As we found out recently, David Cameron was burgled and the thief got away with his Skoda. And if you rob a millionaire and get a Skoda, maybe you're a rubbish burglar.

But once again DC was nearly the victim. A man hid in a toilet waiting to jump out at David as a protest. I'm not sure that was the best protest. Why did he want to surprise Cameron in a toilet? No one will be there to see it, and best case scenario he shits himself, but he's in a toilet, the ideal place to do that.

Stuart Rodgers stayed in the toilet for over an hour in order to have the opportunity to heckle the Prime Minister over public sector cuts.

An hour in a toilet. Sounds like heaven. Get me a newspaper and I'd be the happiest man for 60 minutes.
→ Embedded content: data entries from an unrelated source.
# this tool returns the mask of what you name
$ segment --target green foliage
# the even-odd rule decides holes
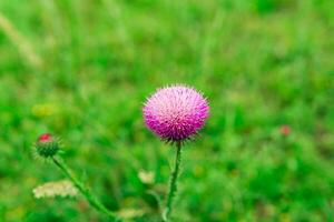
[[[175,221],[334,221],[333,27],[325,0],[1,0],[0,221],[107,221],[33,198],[63,178],[31,155],[43,132],[110,210],[157,221],[175,150],[141,105],[176,82],[212,112],[185,147]]]

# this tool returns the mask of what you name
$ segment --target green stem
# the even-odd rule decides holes
[[[94,206],[97,211],[105,213],[109,216],[111,221],[117,221],[117,216],[114,212],[109,211],[91,192],[86,185],[79,181],[67,167],[63,161],[52,158],[53,163],[66,174],[67,178],[71,180],[73,185],[80,191],[80,193],[86,198],[86,200]]]
[[[175,157],[175,165],[170,178],[169,191],[167,195],[166,209],[163,215],[164,221],[169,221],[171,210],[173,210],[173,201],[177,191],[177,178],[179,174],[179,167],[181,162],[181,142],[178,141],[176,143],[176,157]]]

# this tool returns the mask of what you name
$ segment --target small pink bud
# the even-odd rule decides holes
[[[287,135],[289,135],[289,133],[291,133],[291,127],[287,125],[287,124],[283,124],[283,125],[281,125],[281,128],[279,128],[279,132],[281,132],[282,135],[287,137]]]
[[[36,144],[36,153],[45,159],[52,158],[59,151],[59,140],[50,133],[41,134]]]

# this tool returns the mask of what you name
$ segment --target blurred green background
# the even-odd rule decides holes
[[[333,52],[327,0],[1,0],[0,221],[106,221],[81,198],[33,199],[63,179],[31,154],[43,132],[108,208],[157,221],[174,149],[141,107],[178,82],[212,111],[174,221],[334,221]]]

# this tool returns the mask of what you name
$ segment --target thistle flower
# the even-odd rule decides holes
[[[55,157],[59,151],[59,140],[50,133],[41,134],[35,143],[36,153],[45,159]]]
[[[166,141],[184,141],[205,124],[209,107],[202,93],[178,84],[158,89],[143,109],[147,127]]]

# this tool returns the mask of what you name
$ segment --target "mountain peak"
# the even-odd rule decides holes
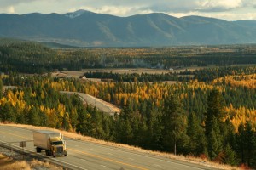
[[[67,13],[65,14],[64,15],[68,17],[68,18],[71,18],[71,19],[73,19],[73,18],[76,18],[76,17],[79,17],[85,13],[92,13],[90,11],[87,11],[87,10],[84,10],[84,9],[79,9],[79,10],[77,10],[75,12],[72,12],[72,13]]]

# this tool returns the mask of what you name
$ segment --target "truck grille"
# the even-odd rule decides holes
[[[57,147],[57,152],[58,153],[62,153],[63,152],[63,147],[62,146]]]

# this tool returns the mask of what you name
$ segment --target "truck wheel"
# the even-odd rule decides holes
[[[40,153],[42,150],[41,148],[38,148],[38,147],[37,147],[36,150],[37,150],[37,153]]]

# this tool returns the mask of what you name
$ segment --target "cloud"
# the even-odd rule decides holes
[[[207,0],[198,1],[198,11],[205,12],[222,12],[241,8],[244,0]]]
[[[108,6],[108,5],[100,8],[85,6],[85,7],[79,7],[78,8],[71,8],[68,11],[73,12],[78,9],[84,9],[95,13],[108,14],[118,15],[118,16],[126,16],[134,14],[134,12],[138,12],[140,8],[129,7],[129,6]]]
[[[13,6],[10,6],[7,8],[7,12],[9,14],[15,14],[15,8]]]

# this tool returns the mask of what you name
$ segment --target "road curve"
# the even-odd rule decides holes
[[[201,165],[171,160],[148,153],[115,148],[73,139],[66,139],[68,156],[45,156],[44,151],[36,153],[32,130],[0,125],[0,143],[18,147],[20,141],[27,141],[25,151],[41,156],[44,161],[66,165],[78,170],[200,170],[213,169]]]

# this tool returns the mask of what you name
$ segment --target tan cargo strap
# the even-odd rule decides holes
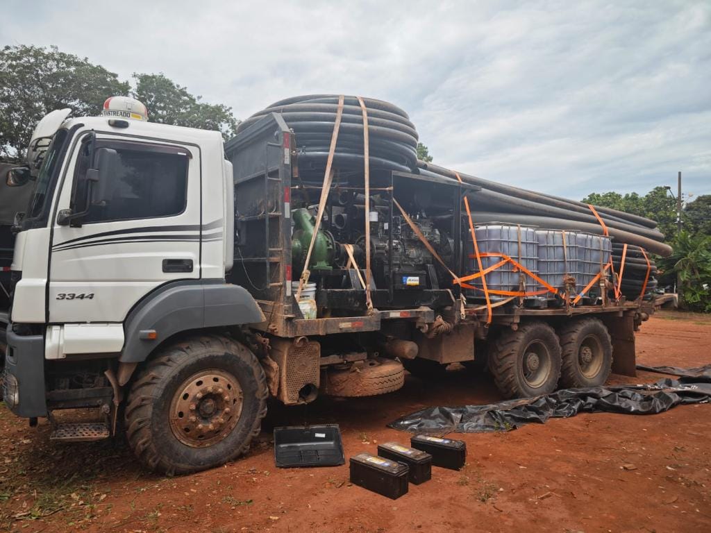
[[[311,262],[311,254],[314,251],[314,244],[319,235],[319,229],[321,227],[321,221],[324,218],[324,210],[326,208],[326,202],[328,198],[328,190],[331,188],[331,182],[333,181],[333,173],[331,170],[333,164],[333,155],[336,153],[336,144],[338,140],[338,130],[341,129],[341,119],[343,114],[343,95],[338,97],[338,107],[336,112],[336,122],[333,124],[333,133],[331,136],[331,148],[328,149],[328,158],[326,162],[326,172],[324,174],[324,185],[321,189],[321,200],[319,201],[319,211],[316,215],[316,223],[314,225],[314,234],[311,235],[311,242],[309,244],[309,251],[306,252],[306,259],[304,262],[304,270],[301,271],[301,276],[299,279],[299,289],[294,295],[296,301],[301,296],[301,291],[304,286],[309,283],[309,276],[311,272],[309,271],[309,263]]]
[[[647,290],[647,282],[649,281],[649,273],[652,271],[652,264],[649,262],[649,258],[647,257],[644,248],[640,247],[639,251],[642,252],[642,255],[644,256],[644,260],[647,262],[647,273],[644,276],[644,283],[642,284],[642,291],[639,293],[639,298],[641,299],[644,297],[644,293]]]
[[[348,254],[348,262],[346,265],[346,268],[350,269],[353,267],[356,270],[356,273],[358,274],[358,279],[360,281],[360,285],[363,286],[363,289],[365,289],[365,281],[363,279],[363,274],[360,274],[360,269],[358,269],[358,263],[356,262],[356,258],[353,257],[353,245],[343,244],[343,248],[346,249],[346,253]]]
[[[459,172],[455,172],[454,176],[456,176],[457,181],[460,183],[464,183],[461,181],[461,178],[459,177]],[[481,257],[479,255],[479,245],[476,243],[476,232],[474,231],[474,222],[471,220],[471,210],[469,209],[469,199],[467,198],[466,194],[464,195],[464,207],[466,208],[466,216],[469,219],[469,232],[471,233],[471,242],[474,245],[474,254],[476,256],[476,264],[479,266],[479,271],[481,272],[484,269],[481,264]],[[481,276],[481,286],[483,288],[484,298],[486,299],[486,323],[491,324],[493,316],[491,312],[491,298],[489,298],[488,289],[486,287],[486,276]]]
[[[620,273],[616,276],[617,279],[615,281],[615,299],[619,300],[620,296],[622,294],[622,276],[624,274],[624,262],[627,258],[627,243],[624,243],[622,246],[622,259],[620,260]],[[613,265],[612,273],[614,274],[614,269]],[[613,278],[614,279],[614,277]]]
[[[368,109],[363,98],[358,97],[363,112],[363,182],[365,187],[365,306],[373,311],[370,299],[370,146],[368,138]]]

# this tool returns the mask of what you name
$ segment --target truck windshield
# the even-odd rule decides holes
[[[50,185],[55,181],[58,162],[61,160],[60,155],[64,148],[64,141],[67,138],[67,130],[60,129],[55,134],[52,144],[50,144],[45,154],[42,166],[40,167],[39,175],[35,182],[35,189],[30,198],[30,205],[27,210],[27,220],[41,219],[44,220],[49,212],[49,199],[52,196]]]

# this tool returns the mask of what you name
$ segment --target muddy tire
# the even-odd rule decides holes
[[[582,318],[558,330],[562,348],[560,386],[565,388],[604,384],[612,368],[612,340],[598,318]]]
[[[330,396],[353,398],[395,392],[405,384],[405,369],[392,359],[354,362],[345,370],[329,370],[322,390]]]
[[[403,359],[402,362],[405,370],[413,376],[425,381],[440,379],[447,372],[447,365],[442,365],[429,359],[422,357]]]
[[[555,331],[529,322],[501,333],[488,352],[489,370],[506,398],[528,398],[555,390],[561,350]]]
[[[262,366],[239,343],[215,335],[174,344],[148,362],[131,387],[129,443],[151,470],[219,466],[249,449],[268,394]]]

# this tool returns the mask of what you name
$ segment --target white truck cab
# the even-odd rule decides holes
[[[122,387],[141,379],[134,375],[137,365],[166,341],[198,332],[199,340],[183,343],[183,352],[208,359],[238,352],[232,360],[242,357],[258,375],[244,346],[209,335],[264,316],[245,289],[225,281],[233,257],[234,188],[220,134],[146,122],[145,108],[132,99],[109,99],[102,117],[68,118],[65,111],[50,114],[36,131],[50,144],[46,141],[29,205],[14,227],[4,394],[31,423],[49,417],[53,438],[87,440],[115,431]],[[38,144],[33,139],[31,146]],[[235,429],[243,418],[235,413],[242,402],[237,392],[257,387],[240,382],[229,358],[208,365],[202,379],[193,378],[208,367],[196,366],[194,357],[173,354],[161,370],[170,373],[178,360],[188,370],[178,372],[177,384],[191,403],[172,406],[166,419],[187,420],[191,405],[203,411],[189,427],[173,427],[181,438],[173,445],[207,452],[178,461],[181,456],[159,451],[169,443],[156,443],[144,462],[162,461],[171,472],[205,468],[218,456],[224,461],[224,452],[210,455],[203,442],[220,441],[225,427]],[[211,388],[203,390],[208,379]],[[255,413],[264,410],[264,397],[254,395]],[[98,407],[104,420],[68,424],[53,415],[86,407]],[[251,435],[255,420],[237,432]],[[245,440],[237,436],[235,453]]]

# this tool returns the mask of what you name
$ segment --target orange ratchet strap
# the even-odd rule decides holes
[[[617,276],[617,283],[615,284],[615,298],[620,299],[620,294],[622,294],[622,274],[624,273],[624,260],[627,257],[627,243],[622,246],[622,259],[620,261],[620,273]],[[612,260],[611,258],[610,259]],[[613,272],[614,271],[612,271]]]
[[[584,296],[585,296],[585,294],[588,291],[590,290],[590,287],[592,287],[593,285],[594,285],[596,283],[597,283],[599,281],[600,278],[602,276],[602,274],[604,274],[604,272],[609,268],[610,268],[611,266],[612,266],[612,259],[611,258],[610,259],[610,260],[607,263],[607,264],[606,264],[603,267],[602,271],[599,272],[599,274],[597,274],[595,276],[595,277],[594,277],[592,280],[590,280],[590,283],[589,283],[587,285],[586,285],[585,288],[584,289],[582,289],[582,291],[581,291],[580,293],[577,296],[575,296],[575,298],[573,299],[573,301],[572,301],[573,305],[575,305],[579,301],[580,301],[580,298],[582,298]]]
[[[456,176],[457,181],[460,183],[464,182],[461,181],[461,178],[459,177],[459,173],[455,172],[454,176]],[[474,254],[476,255],[476,264],[479,265],[479,271],[481,272],[484,269],[483,266],[481,264],[481,256],[479,255],[479,246],[476,244],[476,234],[474,232],[474,222],[471,220],[471,210],[469,209],[469,199],[466,198],[466,195],[464,195],[464,207],[466,208],[466,216],[469,219],[469,232],[471,233],[471,242],[474,245]],[[489,291],[486,287],[486,276],[481,276],[481,286],[483,287],[484,298],[486,300],[486,323],[491,324],[491,319],[493,318],[493,313],[491,311],[491,298],[489,298]]]
[[[472,254],[469,257],[474,257],[474,254]],[[545,291],[540,291],[536,292],[536,293],[526,293],[526,292],[520,292],[520,291],[497,291],[495,292],[494,291],[490,289],[489,290],[490,293],[491,293],[492,294],[502,294],[502,292],[506,292],[507,294],[508,294],[508,293],[510,293],[510,294],[508,295],[508,296],[535,296],[536,294],[545,294],[547,292],[552,292],[554,294],[558,294],[560,296],[560,292],[559,292],[559,291],[555,287],[552,286],[552,285],[550,285],[548,283],[547,283],[545,281],[545,280],[542,279],[541,278],[538,277],[535,274],[533,274],[531,271],[530,271],[528,269],[527,269],[525,266],[524,266],[523,264],[521,264],[518,261],[516,261],[515,259],[513,259],[512,257],[509,257],[506,254],[495,254],[493,252],[485,252],[483,254],[480,254],[479,257],[503,257],[503,259],[502,261],[499,262],[498,263],[497,263],[495,265],[489,266],[488,269],[486,269],[484,271],[482,271],[481,272],[476,272],[476,274],[470,274],[469,276],[465,276],[463,278],[459,278],[459,281],[471,281],[472,279],[476,279],[477,278],[481,277],[481,276],[482,274],[488,274],[492,270],[498,269],[499,266],[502,266],[503,264],[504,264],[506,263],[510,263],[514,266],[515,266],[517,269],[518,269],[522,272],[523,272],[523,274],[526,274],[527,276],[530,276],[531,278],[533,278],[533,279],[535,279],[536,281],[538,281],[541,285],[542,285],[544,287],[545,287]],[[470,288],[471,288],[471,289],[477,289],[477,290],[479,290],[479,291],[481,290],[481,289],[478,289],[477,287],[467,286],[467,289],[470,289]]]
[[[427,237],[425,237],[424,235],[422,235],[422,232],[421,232],[419,230],[419,228],[417,227],[417,225],[414,222],[412,222],[412,219],[411,219],[410,217],[410,215],[405,212],[405,210],[402,209],[402,206],[397,203],[397,200],[395,200],[395,198],[392,198],[392,203],[394,203],[397,207],[397,209],[400,210],[400,214],[402,215],[402,218],[404,218],[405,221],[407,222],[407,225],[410,226],[410,230],[412,230],[412,232],[417,236],[418,239],[419,239],[419,242],[422,242],[423,244],[424,244],[424,247],[427,249],[427,252],[432,254],[432,257],[437,259],[437,262],[439,262],[439,264],[444,266],[444,269],[447,270],[447,271],[449,273],[449,275],[451,276],[452,280],[454,281],[454,283],[459,283],[456,274],[452,272],[451,270],[449,269],[449,267],[447,266],[447,263],[445,263],[444,261],[442,259],[442,258],[439,257],[439,254],[437,254],[437,252],[434,250],[434,249],[432,247],[432,245],[429,244],[429,242],[427,240]],[[459,284],[461,285],[461,284],[459,283]],[[464,295],[461,296],[460,302],[461,302],[461,308],[459,309],[459,313],[461,318],[464,318],[466,313],[464,308]]]
[[[649,281],[649,273],[652,271],[652,264],[649,262],[649,258],[644,252],[644,248],[640,247],[639,250],[642,252],[642,255],[644,256],[644,260],[647,262],[647,274],[644,276],[644,283],[642,284],[642,291],[639,294],[639,297],[641,298],[644,298],[644,293],[647,290],[647,281]]]

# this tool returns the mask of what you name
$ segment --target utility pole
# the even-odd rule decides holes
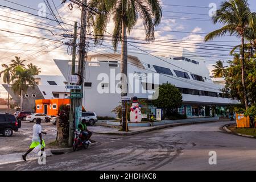
[[[77,22],[75,22],[75,29],[74,35],[72,43],[73,46],[73,53],[72,53],[72,64],[71,75],[73,75],[76,72],[76,40],[77,38]],[[73,92],[73,90],[71,90],[71,94]],[[71,103],[70,103],[70,111],[69,111],[69,137],[68,137],[68,146],[72,146],[73,140],[73,133],[74,133],[74,106],[75,105],[75,99],[71,98],[70,96]]]

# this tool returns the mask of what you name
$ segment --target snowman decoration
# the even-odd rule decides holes
[[[137,97],[133,98],[133,103],[130,108],[130,121],[132,123],[140,123],[142,119],[141,107]]]

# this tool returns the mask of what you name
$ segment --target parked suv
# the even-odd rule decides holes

A court heard that the 23-year-old activist burst into the room of the Glasgow hotel where Cameron was addressing hundreds of Conservatives, and shouted: "No ifs, no buts, no public sector cuts."

Whether you agree with his sentiment or not you have to be impressed that he managed to do it. If I'd just been sat on the toilet for an hour I wouldn't be able to do anything till the pins and needles wore off.

The newspaper didn't say how David Cameron felt about this, but I can't imagine he was too flustered. He has the look of a man who has been the victim of many a toilet ambush when he was at school. Well, his face certainly looks like it's been flushed down some toilets.

He was sentenced to 100 hours of community service. The protester, I mean. Not David Cameron. He's not doing that much to help communities.